Nato “neutrality patrols” could help keep supply routes open for Ukraine, a defence expert has said, after an ambassador invited the alliance to send ships to “unblock” the Black Sea from Russian vessels.

The Ukrainian ambassador to the UK Vadym Prystaiko said Nato countries needed to take a more active role in opening up the Black Sea south of Ukraine to cargo ships, saying it would help humanitarian aid reach the country.

He also stressed that grain exports from the southern port city of Odesa – the busiest port in Ukraine – is important for food security around the world.

Smoke rises after an attack by Russian army in Odesa on 3 April (Photo: Bulent Kilic/AFP via Getty)

Gustav Gressel, a former Austrian defence official and Russian military expert at the European Council on Foreign Relations, told i that “neutrality patrols”, such as those seen in the Second World War, would help keep trade routes open.

In the earlier years of the Second World War, the neutrality patrol saw US warships assisting the UK in convoying merchant vessels across the Atlantic Ocean. 

Despite claiming to be neutral, the US was clearly favouring the British by conducting battleship sweeps deep into the Atlantic to deter German merchant raiders and U-boats from entering neutral waters.

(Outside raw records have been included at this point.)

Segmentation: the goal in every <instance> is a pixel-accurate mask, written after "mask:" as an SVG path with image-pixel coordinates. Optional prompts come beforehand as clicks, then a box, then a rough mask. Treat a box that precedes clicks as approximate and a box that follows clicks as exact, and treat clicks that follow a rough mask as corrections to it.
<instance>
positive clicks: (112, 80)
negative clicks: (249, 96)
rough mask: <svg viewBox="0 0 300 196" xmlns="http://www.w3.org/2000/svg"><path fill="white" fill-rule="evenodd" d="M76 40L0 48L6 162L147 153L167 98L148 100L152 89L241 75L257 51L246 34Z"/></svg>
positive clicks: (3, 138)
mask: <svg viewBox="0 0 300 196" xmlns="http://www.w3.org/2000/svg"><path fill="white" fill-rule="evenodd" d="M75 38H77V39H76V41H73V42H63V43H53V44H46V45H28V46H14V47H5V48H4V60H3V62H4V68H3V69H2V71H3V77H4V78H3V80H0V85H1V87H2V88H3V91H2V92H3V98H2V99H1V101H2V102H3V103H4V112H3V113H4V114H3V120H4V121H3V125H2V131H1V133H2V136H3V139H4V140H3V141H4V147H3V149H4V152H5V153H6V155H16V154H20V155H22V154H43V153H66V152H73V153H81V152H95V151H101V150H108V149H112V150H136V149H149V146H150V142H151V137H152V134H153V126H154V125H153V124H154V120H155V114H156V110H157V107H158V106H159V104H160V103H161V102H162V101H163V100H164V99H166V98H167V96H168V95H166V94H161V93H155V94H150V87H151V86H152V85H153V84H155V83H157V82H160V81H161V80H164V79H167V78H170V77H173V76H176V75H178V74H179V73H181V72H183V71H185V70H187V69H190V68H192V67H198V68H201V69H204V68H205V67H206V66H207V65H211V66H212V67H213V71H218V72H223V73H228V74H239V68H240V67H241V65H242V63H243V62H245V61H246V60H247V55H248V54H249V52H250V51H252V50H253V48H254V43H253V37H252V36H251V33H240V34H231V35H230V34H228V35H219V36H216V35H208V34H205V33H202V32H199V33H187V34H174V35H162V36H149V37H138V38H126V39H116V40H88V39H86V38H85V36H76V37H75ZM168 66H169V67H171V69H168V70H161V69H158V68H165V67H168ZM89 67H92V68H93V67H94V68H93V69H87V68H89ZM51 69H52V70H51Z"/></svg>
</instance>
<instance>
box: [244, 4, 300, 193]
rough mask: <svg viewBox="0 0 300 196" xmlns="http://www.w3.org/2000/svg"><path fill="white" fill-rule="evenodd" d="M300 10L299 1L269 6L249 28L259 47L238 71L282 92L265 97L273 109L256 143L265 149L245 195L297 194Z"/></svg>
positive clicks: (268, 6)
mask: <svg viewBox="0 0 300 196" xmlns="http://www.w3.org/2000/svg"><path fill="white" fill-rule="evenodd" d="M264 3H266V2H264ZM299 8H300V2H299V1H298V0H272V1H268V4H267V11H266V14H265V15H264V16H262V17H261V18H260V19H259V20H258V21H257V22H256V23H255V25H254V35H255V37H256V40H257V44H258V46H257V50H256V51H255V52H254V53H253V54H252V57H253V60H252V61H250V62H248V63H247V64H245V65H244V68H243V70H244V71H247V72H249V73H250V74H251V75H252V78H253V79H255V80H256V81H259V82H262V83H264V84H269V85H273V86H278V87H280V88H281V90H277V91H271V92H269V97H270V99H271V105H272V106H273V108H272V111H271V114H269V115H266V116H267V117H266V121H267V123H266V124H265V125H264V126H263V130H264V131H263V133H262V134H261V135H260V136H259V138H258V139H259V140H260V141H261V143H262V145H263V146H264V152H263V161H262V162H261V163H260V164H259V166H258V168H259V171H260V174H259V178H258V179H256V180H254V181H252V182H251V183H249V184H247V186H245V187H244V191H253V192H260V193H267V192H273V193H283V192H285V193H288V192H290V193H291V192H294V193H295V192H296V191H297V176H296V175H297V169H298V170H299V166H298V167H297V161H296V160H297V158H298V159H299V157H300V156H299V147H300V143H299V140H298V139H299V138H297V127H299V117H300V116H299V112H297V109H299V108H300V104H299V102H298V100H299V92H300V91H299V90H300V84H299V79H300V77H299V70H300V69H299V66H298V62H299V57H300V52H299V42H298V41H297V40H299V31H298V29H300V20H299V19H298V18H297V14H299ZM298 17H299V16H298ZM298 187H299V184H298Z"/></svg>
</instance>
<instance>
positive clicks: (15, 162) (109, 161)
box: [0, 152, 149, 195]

The Americans radioed their location without encryption so that they could be intercepted by the Royal Navy.

“I think neutrality patrols in the Black Sea would be a good thing,” Mr Gressel said. “Also to protect Romania’s and Bulgaria’s trade routes.”

However, the Montreux Convention, which gives Turkey certain powers over the Bosporus and Dardanelles Straits linking the Mediterranean Sea and the Black Sea, limits the international naval presence in the Black Sea. A non-Black Sea country’s ships cannot exceed a total of 30,000 tonnes at any time, and can only stay in the region for 21 days.

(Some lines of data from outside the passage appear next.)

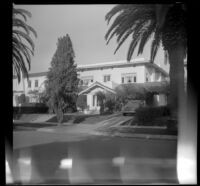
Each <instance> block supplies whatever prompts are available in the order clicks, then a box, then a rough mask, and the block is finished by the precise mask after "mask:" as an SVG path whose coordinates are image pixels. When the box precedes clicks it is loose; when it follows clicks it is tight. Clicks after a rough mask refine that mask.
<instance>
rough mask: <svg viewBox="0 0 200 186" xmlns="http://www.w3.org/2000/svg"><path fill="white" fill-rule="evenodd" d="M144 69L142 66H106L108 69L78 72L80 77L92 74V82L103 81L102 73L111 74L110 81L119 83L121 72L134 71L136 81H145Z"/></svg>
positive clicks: (140, 81)
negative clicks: (114, 67) (96, 81)
mask: <svg viewBox="0 0 200 186" xmlns="http://www.w3.org/2000/svg"><path fill="white" fill-rule="evenodd" d="M144 69H145V67H144V66H136V67H121V68H108V69H102V70H101V69H97V70H87V71H82V72H79V74H80V78H82V77H86V76H93V82H95V81H98V82H100V83H104V82H103V80H104V79H103V77H104V75H111V79H110V81H112V82H114V83H117V84H121V77H122V74H125V73H136V77H137V83H143V82H145V74H144ZM108 84H109V83H108ZM108 86H109V85H108Z"/></svg>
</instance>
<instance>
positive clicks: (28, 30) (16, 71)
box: [12, 8, 37, 82]
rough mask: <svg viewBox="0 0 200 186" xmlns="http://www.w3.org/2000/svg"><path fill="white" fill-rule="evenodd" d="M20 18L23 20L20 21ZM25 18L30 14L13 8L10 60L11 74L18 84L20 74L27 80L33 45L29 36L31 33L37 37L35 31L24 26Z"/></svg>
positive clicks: (19, 9)
mask: <svg viewBox="0 0 200 186" xmlns="http://www.w3.org/2000/svg"><path fill="white" fill-rule="evenodd" d="M20 16H21V17H22V18H23V19H20V18H21V17H20ZM27 16H28V17H31V13H30V12H28V11H26V10H24V9H16V8H13V33H12V45H13V51H12V60H13V70H14V72H13V73H14V74H16V75H17V78H18V82H20V81H21V74H22V76H23V77H27V78H28V70H30V67H31V54H32V55H34V43H33V41H32V39H31V37H30V34H31V33H32V34H33V35H34V36H35V37H37V33H36V31H35V30H34V29H33V28H32V27H31V26H29V25H27V24H26V21H27ZM27 65H28V70H27Z"/></svg>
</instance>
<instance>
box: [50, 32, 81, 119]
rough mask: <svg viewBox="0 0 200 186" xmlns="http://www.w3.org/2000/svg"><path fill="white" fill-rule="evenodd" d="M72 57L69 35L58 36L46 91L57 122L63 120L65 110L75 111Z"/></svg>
mask: <svg viewBox="0 0 200 186" xmlns="http://www.w3.org/2000/svg"><path fill="white" fill-rule="evenodd" d="M74 58H75V54H74V50H73V46H72V42H71V39H70V37H69V35H68V34H67V35H66V36H64V37H60V38H58V43H57V49H56V52H55V54H54V56H53V58H52V61H51V67H50V68H49V72H48V74H47V81H46V92H47V95H48V105H49V107H50V108H51V109H52V110H53V111H54V112H55V113H56V115H57V120H58V122H59V123H62V122H63V116H64V113H65V112H66V111H67V110H69V109H71V110H72V111H76V100H77V92H78V82H79V80H78V77H77V70H76V65H75V64H74Z"/></svg>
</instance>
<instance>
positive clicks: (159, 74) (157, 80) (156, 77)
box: [155, 72, 160, 81]
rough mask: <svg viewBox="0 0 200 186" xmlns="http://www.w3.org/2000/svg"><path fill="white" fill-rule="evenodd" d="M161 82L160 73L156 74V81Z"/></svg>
mask: <svg viewBox="0 0 200 186" xmlns="http://www.w3.org/2000/svg"><path fill="white" fill-rule="evenodd" d="M159 80H160V73H159V72H156V73H155V81H159Z"/></svg>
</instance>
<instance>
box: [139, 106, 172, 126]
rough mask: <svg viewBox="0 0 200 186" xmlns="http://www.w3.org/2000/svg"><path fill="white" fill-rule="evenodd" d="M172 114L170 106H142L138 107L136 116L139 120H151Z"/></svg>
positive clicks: (142, 121)
mask: <svg viewBox="0 0 200 186" xmlns="http://www.w3.org/2000/svg"><path fill="white" fill-rule="evenodd" d="M165 116H170V110H169V107H168V106H157V107H140V108H138V109H136V113H135V117H136V119H137V121H139V122H151V121H153V120H155V119H156V118H159V117H165Z"/></svg>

More on Russia-Ukraine war

“They (Nato) are welcome in our sea,” Mr Prystaiko told Sky News on Friday. “They are invited to Odesa.”

He added: “We have to unblock the Black Sea, Russians are blocking the sea for us, that is our own sea, we need it for humanitarian assistance to come into Ukraine and we have it to allow Ukrainian exports, mostly grain.

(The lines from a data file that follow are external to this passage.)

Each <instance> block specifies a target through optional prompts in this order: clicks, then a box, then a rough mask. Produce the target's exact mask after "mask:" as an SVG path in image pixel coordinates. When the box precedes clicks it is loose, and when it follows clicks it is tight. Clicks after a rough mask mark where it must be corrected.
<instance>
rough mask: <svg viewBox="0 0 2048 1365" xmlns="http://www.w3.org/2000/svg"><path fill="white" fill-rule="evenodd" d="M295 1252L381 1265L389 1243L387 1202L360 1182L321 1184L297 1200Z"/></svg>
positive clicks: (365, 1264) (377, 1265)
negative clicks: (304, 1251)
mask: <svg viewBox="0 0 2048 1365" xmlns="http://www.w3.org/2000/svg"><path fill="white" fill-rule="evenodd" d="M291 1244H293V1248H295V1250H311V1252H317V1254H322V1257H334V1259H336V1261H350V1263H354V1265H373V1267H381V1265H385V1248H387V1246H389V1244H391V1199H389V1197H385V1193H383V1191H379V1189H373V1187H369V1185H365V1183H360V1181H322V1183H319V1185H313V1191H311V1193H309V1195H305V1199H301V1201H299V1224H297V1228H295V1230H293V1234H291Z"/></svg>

“Many nations in Africa and Asia are fed because of Ukrainian grain, and this grain is stuck in our silos and can’t be exported, can’t be sent anywhere.”

He said there were already three Nato members in the Black Sea – Turkey, Bulgaria and Romania – and so it is “not a big deal”.

Fighting in southern and eastern Ukraine has intensified after Russian forces retreated from the north.

Ukraine’s military said Russia wants to entrench a land passage between the eastern separatist Donbas region and the southern region of Crimea that Moscow seized and annexed in 2014.

Oleh Synyehubov, the governor of Kharkiv in eastern Ukraine, said heavy Russian shelling was intended to “put pressure on the civilian population” and destroy civilian infrastructure.